Thread: Slow dump with pg_dump/pg_restore ? How to improve ?

Slow dump with pg_dump/pg_restore ? How to improve ?

From
Soeren Gerlach
Date:
Hi,

some weeks ago I started to develop an application using Postgresql the
first time. I'm running 7.4.3 on a Linux box with a plain 2.6.7 kernel, the
storage is handled by 5 SATA disks, managed by a 3ware controller and using
a xfs filesystem. The DB server is a 3 Ghz P4 with 4 Gig of Ram, so the
machine is quite fast for most purposes I need it; the DB server is a pure
DB server, theres no application running on it.

I dump and restore it like this:

pg_dump -v ziptrader -o -F t > foo
pg_restore -v -c -F t -d ziptrader_expost foo

Dumping needs to be done at least once a day (for copying as well as
archiving it), while restoring to two other databases will be done twice a
day. The dump is currently only 80 MB which I consider as very small (the
expected growth of the database will be 20-30 MB a day later). Currently
the database has just 6 tables whith 2 tables beeing responsible for 95% of
the database size.

So...the dump in the above format needs some 14 minutes, the restore 10
minutes. This seems to be very slow as it means something like 100K/sec for
dumping and restoring. The drive is cappable of 40 Meg/seconds, so thats
not the bottleneck ,-) Anyhow postmaster and pg_dump seem to max out the
CPU cycles as it's running at nearly 100% while dumping and restoring. But
I frighten the day when the database grows >1Gig as it would take then
hours to complete which is not acceptable to me.

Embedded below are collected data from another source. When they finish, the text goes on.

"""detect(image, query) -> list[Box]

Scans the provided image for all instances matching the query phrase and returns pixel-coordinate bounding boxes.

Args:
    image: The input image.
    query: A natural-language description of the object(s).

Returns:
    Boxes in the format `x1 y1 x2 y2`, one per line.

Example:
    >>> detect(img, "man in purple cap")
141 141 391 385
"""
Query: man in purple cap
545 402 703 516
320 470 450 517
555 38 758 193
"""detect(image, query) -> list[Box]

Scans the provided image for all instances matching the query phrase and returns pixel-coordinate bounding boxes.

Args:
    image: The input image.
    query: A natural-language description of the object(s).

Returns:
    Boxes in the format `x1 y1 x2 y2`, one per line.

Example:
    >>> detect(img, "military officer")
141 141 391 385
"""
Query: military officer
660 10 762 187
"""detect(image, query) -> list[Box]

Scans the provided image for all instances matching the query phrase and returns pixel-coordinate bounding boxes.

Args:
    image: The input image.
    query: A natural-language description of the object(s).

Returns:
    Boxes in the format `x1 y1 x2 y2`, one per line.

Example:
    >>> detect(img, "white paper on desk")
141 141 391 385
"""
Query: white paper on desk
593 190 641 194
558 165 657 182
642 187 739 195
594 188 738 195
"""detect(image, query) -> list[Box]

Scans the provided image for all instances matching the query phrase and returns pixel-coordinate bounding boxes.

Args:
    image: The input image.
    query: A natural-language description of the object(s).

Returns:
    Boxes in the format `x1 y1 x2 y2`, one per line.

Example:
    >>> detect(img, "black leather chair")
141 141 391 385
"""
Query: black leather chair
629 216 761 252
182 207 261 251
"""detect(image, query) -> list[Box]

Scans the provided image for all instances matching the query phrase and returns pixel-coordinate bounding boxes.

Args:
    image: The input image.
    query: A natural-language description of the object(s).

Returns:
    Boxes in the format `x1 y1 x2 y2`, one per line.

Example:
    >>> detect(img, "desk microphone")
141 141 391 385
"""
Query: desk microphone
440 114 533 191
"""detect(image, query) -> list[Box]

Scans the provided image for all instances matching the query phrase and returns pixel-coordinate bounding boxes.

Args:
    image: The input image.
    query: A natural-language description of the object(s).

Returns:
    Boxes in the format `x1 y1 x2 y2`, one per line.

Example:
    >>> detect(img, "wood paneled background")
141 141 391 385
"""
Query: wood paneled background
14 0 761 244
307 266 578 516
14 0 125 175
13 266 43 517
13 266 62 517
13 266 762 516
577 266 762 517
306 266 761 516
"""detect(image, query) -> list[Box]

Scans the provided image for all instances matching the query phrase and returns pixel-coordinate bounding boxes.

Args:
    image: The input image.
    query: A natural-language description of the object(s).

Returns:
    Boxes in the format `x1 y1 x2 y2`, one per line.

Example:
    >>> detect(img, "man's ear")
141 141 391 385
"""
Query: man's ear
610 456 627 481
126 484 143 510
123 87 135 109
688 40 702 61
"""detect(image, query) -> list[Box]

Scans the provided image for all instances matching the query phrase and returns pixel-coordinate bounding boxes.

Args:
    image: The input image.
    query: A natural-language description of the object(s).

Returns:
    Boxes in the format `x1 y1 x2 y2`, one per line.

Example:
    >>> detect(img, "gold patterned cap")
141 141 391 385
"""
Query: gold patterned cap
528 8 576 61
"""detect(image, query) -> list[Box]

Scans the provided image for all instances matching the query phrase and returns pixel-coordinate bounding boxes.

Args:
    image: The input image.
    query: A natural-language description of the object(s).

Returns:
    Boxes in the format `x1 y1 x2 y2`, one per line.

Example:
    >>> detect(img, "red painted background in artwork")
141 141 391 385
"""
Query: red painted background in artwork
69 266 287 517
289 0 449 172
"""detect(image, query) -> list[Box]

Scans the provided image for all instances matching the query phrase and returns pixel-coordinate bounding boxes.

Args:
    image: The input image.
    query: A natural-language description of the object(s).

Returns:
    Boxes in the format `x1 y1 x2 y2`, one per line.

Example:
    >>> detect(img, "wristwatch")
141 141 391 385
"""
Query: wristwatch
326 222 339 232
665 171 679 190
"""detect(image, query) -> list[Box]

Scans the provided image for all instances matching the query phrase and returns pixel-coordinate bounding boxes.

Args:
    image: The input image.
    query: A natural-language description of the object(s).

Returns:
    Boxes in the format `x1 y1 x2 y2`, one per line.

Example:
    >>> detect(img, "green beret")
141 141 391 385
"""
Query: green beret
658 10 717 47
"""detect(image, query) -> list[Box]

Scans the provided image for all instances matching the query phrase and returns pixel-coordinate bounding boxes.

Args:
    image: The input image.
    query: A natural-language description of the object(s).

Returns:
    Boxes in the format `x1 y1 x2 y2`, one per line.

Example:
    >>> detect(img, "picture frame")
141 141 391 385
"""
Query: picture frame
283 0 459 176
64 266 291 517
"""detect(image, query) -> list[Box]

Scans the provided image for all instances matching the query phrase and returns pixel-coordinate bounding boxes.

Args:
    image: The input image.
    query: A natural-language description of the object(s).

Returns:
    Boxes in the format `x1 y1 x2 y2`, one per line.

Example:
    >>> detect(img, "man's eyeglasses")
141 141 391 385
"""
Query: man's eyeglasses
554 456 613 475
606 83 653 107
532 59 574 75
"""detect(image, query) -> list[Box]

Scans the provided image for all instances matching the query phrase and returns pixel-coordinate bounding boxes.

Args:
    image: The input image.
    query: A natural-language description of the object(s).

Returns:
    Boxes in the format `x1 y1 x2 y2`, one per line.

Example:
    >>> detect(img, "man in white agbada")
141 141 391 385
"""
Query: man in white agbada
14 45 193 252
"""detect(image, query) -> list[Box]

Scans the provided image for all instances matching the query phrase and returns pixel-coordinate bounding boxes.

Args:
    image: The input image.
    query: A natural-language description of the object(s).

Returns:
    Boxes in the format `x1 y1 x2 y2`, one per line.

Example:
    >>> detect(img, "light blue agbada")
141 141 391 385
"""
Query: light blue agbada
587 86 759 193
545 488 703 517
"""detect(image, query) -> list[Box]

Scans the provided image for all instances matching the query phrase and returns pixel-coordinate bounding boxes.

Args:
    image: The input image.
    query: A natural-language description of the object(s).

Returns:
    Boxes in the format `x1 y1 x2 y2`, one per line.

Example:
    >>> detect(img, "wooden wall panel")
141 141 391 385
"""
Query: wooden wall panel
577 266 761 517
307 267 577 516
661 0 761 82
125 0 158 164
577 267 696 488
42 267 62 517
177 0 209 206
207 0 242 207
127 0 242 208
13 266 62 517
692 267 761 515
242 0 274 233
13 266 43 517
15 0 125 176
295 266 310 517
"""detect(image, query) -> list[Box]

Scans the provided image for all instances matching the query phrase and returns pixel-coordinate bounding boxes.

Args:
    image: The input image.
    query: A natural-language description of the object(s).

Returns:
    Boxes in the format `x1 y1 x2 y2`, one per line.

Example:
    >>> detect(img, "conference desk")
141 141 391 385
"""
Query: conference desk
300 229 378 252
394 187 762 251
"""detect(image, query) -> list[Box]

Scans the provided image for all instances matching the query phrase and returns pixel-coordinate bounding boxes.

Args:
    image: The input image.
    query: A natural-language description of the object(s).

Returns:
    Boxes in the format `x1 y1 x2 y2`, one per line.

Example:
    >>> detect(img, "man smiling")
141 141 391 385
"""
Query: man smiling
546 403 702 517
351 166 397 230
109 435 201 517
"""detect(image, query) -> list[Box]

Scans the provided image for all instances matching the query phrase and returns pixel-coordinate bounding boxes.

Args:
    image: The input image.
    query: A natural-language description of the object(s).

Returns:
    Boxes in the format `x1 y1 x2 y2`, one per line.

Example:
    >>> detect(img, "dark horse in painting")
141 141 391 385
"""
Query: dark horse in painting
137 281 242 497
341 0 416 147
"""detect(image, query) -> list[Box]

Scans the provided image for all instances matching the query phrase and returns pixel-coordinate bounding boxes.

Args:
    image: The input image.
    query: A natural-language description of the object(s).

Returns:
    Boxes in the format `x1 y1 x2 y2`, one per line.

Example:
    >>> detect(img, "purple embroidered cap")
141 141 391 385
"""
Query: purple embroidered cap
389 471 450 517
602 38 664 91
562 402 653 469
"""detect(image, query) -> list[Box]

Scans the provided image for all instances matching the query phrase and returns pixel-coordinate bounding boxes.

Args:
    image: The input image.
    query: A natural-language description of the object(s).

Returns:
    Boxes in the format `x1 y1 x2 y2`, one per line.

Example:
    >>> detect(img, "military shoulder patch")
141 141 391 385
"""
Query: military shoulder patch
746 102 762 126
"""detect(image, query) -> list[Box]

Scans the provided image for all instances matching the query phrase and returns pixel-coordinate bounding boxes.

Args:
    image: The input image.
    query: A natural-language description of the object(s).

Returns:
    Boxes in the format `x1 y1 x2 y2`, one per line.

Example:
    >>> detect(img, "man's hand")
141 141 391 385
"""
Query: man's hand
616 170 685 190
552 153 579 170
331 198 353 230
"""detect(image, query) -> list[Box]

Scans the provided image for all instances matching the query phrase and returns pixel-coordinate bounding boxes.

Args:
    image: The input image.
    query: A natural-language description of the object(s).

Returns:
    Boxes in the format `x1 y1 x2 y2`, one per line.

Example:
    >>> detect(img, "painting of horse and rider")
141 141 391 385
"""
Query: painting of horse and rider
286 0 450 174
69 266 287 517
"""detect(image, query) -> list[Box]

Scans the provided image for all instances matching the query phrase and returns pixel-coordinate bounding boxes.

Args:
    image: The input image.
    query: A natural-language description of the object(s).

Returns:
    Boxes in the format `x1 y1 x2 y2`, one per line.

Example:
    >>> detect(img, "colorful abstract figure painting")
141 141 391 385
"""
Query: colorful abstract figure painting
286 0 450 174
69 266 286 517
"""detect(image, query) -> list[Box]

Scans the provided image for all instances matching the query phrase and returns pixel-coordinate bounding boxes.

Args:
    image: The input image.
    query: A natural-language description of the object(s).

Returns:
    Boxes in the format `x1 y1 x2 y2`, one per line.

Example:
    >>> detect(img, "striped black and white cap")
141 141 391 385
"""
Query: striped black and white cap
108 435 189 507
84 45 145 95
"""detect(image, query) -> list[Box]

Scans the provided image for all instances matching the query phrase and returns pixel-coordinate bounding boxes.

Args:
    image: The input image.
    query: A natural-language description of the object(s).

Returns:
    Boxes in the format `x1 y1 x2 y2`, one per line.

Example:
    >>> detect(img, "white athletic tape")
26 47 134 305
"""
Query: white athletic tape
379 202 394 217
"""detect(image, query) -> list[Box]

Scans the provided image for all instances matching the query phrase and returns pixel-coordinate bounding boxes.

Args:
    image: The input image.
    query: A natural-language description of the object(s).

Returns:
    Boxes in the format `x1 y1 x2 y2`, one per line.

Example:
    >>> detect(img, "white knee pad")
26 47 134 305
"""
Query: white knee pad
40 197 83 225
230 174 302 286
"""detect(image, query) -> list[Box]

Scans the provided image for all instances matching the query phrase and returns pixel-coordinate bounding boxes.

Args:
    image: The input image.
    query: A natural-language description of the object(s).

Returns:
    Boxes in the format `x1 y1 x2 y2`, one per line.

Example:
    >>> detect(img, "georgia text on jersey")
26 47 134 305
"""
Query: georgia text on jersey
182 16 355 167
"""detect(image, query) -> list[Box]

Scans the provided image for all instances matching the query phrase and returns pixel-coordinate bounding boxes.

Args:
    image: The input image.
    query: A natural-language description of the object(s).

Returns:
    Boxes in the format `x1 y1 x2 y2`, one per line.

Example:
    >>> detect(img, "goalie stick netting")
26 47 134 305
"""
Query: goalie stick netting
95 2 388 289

My main memory settings are:

shared_buffers = 30000
sort_mem = 1000
vacuum_mem = 16384


What is the best starting point to look at? I'm sure I'm doing something
badly wrong but neither the docs nor some older mails from this group seem
to offer a hint to me.



Thanks a lot,
Soeren Gerlach



Re: Slow dump with pg_dump/pg_restore ? How to improve

From
Richard Huxton
Date:
Soeren Gerlach wrote:
>
> Dumping needs to be done at least once a day (for copying as well as
> archiving it), while restoring to two other databases will be done twice a
> day. The dump is currently only 80 MB which I consider as very small (the
> expected growth of the database will be 20-30 MB a day later). Currently
> the database has just 6 tables whith 2 tables beeing responsible for 95% of
> the database size.
>
> So...the dump in the above format needs some 14 minutes, the restore 10
> minutes. This seems to be very slow as it means something like 100K/sec for
> dumping and restoring. The drive is cappable of 40 Meg/seconds, so thats
> not the bottleneck ,-) Anyhow postmaster and pg_dump seem to max out the
> CPU cycles as it's running at nearly 100% while dumping and restoring. But
> I frighten the day when the database grows >1Gig as it would take then
> hours to complete which is not acceptable to me.

This is never going to work for you. Increasing the sort_mem during the
restore will probably help, but if it takes too long now then it
certainly won't cope when you have 10 times as much data.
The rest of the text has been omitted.